İmamoğlu’nun, “Gözaltına alınmadan oluşturulan, uydurma 6 dava ve 30 yıla yakın hapis cezası istemi ile İstanbul Üniversitesi tarafından iptal edilen 31 yıllık diploma ve sadece gözaltından bir gün önce açılan kreşleri kapatmaya yönelik şahsıma tebliğ edilen soruşturma bu kişilerin kötü emellerinin ispatıdır. Ben ülkemiz için büyük tehdit haline gelen sürecin milletimiz tarafından anlaşılması için elimden geleni yapacağım. Dünden bugüne, milyon kat milletimizin gücünü arkamda daha fazla hissediyorum. Cesaretimin tarifini dahi yapamam. Koltuğunu korumak için her şeyi yapmayı kendine hak gören ve milletimize ait olan her şeyin, diplomanın, mülkiyetin, şirketlerin, yeşil alanların, okulların, boğaz kıyılarının kendisine ait olduğunu düşünen bu zihniyetten ülkemizin bir an önce kurtulması şarttır. Aksi takdirde insanlarımızın geleceği tehdit altındadır” dediği öğrenildi.

İmamoğlu'nun 'Yolsuzluk' soruşturmasına ilişkin savcılık ifadesi

İstanbul Büyükşehir Belediyesine (İBB) yönelik soruşturmalar kapsamında gözaltına alınan ve bugün adliyeye sevk edilen İBB Başkanı Ekrem İmamoğlu'nun 'yolsuzluk' soruşturmasına ilişkin İstanbul Cumhuriyet Başsavcılığı Örgütlü Suçlar Bürosu'nda verdiği savcılık ifadesi ortaya çıktı.

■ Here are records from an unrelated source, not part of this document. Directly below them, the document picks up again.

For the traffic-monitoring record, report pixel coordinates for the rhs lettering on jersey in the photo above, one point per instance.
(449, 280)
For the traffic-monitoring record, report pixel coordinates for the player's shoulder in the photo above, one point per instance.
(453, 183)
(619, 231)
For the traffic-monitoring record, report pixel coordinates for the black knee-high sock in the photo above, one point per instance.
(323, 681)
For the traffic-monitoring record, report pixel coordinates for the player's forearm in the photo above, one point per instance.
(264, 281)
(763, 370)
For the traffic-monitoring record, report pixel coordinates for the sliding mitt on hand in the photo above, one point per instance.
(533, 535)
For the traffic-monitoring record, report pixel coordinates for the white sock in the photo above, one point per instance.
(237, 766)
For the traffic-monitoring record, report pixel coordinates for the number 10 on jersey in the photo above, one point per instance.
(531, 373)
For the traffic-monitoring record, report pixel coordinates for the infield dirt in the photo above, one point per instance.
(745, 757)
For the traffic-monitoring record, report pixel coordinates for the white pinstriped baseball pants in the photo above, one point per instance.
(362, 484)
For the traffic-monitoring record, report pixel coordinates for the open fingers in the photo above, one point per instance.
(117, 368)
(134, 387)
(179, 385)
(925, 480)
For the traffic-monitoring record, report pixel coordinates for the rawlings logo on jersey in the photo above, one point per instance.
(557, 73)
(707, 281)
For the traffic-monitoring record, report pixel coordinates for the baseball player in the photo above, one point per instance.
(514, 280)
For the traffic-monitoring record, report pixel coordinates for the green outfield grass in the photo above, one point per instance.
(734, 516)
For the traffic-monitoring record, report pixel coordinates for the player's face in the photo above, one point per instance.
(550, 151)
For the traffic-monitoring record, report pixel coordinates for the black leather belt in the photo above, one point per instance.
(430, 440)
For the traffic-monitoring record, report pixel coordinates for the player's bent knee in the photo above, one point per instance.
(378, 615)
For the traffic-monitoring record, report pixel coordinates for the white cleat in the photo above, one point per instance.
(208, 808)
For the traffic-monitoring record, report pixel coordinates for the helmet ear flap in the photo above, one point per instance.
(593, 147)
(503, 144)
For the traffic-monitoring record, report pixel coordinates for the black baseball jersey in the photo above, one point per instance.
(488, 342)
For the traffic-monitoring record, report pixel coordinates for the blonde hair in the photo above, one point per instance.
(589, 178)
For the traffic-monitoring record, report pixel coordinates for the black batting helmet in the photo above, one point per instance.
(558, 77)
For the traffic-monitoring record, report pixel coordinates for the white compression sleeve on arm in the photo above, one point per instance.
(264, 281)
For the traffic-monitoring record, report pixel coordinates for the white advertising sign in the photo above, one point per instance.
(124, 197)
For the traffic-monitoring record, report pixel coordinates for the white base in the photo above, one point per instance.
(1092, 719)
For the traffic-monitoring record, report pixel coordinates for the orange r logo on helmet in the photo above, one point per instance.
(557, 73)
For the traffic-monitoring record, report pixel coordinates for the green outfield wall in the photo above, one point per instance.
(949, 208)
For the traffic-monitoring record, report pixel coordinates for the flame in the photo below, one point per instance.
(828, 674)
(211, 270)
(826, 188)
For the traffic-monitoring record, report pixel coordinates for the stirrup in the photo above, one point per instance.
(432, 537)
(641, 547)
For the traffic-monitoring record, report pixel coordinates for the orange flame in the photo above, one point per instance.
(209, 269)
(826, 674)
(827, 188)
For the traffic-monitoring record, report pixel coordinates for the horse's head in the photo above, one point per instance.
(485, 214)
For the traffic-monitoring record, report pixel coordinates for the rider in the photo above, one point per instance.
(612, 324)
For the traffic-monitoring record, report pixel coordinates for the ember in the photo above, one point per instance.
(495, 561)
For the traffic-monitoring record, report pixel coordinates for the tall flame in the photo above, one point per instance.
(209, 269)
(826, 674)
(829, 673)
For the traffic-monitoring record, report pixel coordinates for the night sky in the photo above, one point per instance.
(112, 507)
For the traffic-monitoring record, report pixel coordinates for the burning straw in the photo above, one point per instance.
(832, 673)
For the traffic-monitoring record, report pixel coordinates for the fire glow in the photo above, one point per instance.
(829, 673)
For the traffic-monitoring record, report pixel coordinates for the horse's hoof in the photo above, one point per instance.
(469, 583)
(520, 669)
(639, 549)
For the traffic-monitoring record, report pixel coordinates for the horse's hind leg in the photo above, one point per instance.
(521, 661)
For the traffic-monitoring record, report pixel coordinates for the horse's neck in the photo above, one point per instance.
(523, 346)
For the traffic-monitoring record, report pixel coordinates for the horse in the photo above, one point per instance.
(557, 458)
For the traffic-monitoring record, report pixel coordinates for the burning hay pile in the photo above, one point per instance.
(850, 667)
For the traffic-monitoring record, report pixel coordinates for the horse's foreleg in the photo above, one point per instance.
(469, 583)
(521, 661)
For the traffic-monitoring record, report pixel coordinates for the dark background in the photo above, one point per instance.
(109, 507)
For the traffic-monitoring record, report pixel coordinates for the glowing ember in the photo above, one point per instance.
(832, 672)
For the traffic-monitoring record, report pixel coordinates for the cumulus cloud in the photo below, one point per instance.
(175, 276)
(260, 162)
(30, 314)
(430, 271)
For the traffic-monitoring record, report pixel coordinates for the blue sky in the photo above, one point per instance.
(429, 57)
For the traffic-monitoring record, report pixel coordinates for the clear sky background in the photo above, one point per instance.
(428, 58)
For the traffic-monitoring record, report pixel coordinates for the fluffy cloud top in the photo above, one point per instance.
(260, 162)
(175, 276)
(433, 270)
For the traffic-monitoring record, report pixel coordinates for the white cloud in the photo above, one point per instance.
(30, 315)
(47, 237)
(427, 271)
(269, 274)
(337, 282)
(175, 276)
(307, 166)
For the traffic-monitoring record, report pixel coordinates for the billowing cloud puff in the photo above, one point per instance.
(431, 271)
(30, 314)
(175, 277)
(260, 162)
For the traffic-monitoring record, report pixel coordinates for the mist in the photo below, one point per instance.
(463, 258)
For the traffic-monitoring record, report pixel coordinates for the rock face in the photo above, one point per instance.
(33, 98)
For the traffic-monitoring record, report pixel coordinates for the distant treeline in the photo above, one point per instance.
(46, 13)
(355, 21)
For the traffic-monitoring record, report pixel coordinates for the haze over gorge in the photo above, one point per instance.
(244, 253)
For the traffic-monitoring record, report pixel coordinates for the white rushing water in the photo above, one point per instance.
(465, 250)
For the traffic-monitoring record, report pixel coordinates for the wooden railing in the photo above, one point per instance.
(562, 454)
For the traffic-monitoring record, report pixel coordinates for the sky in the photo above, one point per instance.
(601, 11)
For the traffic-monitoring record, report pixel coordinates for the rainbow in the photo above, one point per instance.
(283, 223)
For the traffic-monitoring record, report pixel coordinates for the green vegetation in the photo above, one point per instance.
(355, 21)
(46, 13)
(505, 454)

 İBB Başkanı Ekrem İmamoğlu'nun 'yolsuzluk' soruşturmasına ilişkin İstanbul Cumhuriyet Başsavcılığı Örgütlü Suçlar Bürosu'nda verdiği savcılık ifadesinde  “Ben fotoğraflar ile ilgili cevap vermek istemiyorum. İstanbul Büyükşehir Belediye Başkanıyım ve Türkiye'de en fazla gündemde olan kişilerdenim. Hayatım halkın arasında geçiyor ve insanlarla ilgili en fazla güvendiğim şey bir kere gördüğüm insanları tanımak, hatırlamak üzerinedir. Ancak listeli bir şekilde fotoğraf tablosunun önüme konularak büyük bir bölümünün benimle çalışan, özel yaşamında benimle ilişkili ve siyasi olarak yol arkadaşı olduğum belli insanların bana sorulmasını şahsıma uygun bir soru yöntemi olarak görmüyorum. Zaten fotoğraflarda olan kişilerle ilişkilerim bellidir ve tespitlidir. Diğerleriyle ilgili tanımadığım insanları gözümle hatırladığım kadarıyla ifade ederek tanımaya çalışacak çaba içerisinde olacak bir kişi değilim" dedi.

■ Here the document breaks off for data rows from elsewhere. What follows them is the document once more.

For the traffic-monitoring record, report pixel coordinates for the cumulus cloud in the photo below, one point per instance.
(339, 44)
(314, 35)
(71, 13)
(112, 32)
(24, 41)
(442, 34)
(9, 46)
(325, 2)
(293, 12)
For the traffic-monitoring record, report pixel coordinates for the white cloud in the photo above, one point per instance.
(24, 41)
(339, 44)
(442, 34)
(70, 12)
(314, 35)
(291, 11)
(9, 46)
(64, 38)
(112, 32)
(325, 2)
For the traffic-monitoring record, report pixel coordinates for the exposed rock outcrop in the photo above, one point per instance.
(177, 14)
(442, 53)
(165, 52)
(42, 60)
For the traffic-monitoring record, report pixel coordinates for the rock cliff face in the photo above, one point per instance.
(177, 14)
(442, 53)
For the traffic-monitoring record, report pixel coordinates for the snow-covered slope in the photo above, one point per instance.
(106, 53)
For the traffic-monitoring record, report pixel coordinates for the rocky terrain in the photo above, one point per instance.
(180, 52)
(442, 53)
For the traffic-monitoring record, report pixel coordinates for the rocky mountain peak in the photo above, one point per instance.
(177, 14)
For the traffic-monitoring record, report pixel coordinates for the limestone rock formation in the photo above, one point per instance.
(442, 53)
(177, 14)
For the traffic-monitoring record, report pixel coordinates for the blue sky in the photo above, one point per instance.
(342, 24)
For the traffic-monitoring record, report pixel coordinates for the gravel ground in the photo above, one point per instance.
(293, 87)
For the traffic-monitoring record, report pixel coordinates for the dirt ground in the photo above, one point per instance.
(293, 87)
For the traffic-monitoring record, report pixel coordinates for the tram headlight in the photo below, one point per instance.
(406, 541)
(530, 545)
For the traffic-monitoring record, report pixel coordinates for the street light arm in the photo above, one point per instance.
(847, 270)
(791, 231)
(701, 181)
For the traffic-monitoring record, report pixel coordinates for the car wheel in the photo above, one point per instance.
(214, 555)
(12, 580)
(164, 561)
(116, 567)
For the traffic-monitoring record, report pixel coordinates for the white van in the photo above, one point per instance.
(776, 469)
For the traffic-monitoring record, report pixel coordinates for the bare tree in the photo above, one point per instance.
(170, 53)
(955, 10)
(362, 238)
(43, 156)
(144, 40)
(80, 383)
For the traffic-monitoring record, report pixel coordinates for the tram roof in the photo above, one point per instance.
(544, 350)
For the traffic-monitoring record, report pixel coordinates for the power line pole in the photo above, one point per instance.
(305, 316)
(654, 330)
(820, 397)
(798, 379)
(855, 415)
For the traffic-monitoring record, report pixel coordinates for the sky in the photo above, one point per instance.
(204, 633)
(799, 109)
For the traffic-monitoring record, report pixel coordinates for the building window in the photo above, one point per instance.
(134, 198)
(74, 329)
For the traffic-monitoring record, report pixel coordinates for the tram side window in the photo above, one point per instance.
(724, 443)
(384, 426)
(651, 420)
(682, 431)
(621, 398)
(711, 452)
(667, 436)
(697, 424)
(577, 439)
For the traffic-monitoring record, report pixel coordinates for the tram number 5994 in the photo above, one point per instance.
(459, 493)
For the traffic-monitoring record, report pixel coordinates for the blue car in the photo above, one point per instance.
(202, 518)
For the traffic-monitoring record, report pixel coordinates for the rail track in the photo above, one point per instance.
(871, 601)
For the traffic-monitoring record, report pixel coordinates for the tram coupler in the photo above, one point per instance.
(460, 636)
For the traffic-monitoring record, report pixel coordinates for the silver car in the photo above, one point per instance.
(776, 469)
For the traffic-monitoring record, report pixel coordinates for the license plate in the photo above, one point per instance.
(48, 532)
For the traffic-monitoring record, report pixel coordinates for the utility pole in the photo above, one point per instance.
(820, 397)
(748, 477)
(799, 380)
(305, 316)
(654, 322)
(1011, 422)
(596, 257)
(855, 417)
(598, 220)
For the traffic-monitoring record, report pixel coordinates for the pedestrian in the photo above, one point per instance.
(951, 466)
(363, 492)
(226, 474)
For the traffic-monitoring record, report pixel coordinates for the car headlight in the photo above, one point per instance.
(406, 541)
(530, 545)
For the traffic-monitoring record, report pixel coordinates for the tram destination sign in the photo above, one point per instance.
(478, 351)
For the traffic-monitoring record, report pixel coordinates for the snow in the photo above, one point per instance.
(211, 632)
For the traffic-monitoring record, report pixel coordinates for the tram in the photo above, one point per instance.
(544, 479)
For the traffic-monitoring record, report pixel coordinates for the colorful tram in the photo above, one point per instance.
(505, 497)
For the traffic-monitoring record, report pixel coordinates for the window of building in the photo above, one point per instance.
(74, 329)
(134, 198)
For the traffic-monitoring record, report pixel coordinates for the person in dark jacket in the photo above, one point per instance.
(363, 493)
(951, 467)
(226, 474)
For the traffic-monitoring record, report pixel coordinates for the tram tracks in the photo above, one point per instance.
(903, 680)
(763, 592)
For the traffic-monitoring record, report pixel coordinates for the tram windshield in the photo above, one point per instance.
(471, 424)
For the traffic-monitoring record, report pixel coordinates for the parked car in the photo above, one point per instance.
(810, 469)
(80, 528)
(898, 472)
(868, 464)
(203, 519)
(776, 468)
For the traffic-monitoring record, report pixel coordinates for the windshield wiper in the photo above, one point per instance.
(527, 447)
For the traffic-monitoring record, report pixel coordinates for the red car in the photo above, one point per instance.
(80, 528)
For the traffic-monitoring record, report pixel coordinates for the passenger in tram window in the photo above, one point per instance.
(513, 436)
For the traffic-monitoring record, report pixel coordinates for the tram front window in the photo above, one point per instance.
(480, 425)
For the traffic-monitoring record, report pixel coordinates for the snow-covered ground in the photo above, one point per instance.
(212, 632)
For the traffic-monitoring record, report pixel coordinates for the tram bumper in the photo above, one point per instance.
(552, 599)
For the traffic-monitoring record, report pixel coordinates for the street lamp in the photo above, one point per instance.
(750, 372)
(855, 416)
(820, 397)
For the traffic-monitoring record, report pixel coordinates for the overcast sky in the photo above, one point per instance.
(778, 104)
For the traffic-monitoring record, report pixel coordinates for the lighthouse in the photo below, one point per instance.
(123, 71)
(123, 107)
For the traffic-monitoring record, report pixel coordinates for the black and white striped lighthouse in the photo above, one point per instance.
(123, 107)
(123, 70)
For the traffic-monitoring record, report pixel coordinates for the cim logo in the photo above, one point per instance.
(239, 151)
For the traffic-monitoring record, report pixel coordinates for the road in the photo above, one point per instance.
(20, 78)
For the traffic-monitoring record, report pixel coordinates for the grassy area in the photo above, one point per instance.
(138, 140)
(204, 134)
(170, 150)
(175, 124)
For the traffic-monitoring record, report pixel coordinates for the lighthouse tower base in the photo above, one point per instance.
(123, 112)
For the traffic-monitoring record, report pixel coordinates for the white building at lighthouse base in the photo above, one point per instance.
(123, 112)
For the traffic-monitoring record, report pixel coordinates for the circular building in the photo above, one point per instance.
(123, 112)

İmamoğlu, “Bir kamu yöneticisi olarak, kamu ahlakına sahip olduğunu iddia eden bir kişi olarak en önemli hususun şeffaflık ve hesap verebilirlik olduğunu çok iyi bilirim. Hayatım ile ilgili hiçbir hususun gizliliği olmamıştır. Hele hele kamu yöneticisi olduktan sonra gizlilik olamayacağını da bilen birisiyim. Ticaretim ile ilgili, ailem ile ilgili tüm hususlar kamuoyunun önünde şeffaf bir biçimde sürmektedir. Üç nesildir ticaretin içinde olan bir insan ve dünyanın en büyük şehirlerinden birinin belediye başkanı olarak kamuda hesap sormanın ve hesap vermenin çoklu yöntemleri varken, 4 gün önce yüzlerce polisin sabah 06.00'da evden bir insanın alınması ve oluşan gündem ile Türkiye'ye büyük bedeller ödetilmesi, ilave olarak da insanların mutsuz ve huzursuz hale getirilmesi ve son olarak mübarek Ramazan ayında kul hakkı yenmesi benim ve milletimin çok ağrına gitmiştir. Üzülerek bir şehrin yollarının kapandığı, giriş, çıkışın denetlenir hale geldiği, koca ilçelerin tümüyle barikatlarla çevrildiği bir ortamın, benimle ilgili soruşturma süreçlerinin ve gözaltına alma eyleminin ne kadar yanlış olduğunun göstergesidir. Doğru yöntemi tercih etmeyip namusuma, haysiyetime leke getirecek uygulamaları yapanların, raporları düzenleyenlerin, Allah'ın verdiği ömür kadar mücadeleme hukuki zeminde sonuna kadar arayacağıma yemin ettim" dedi.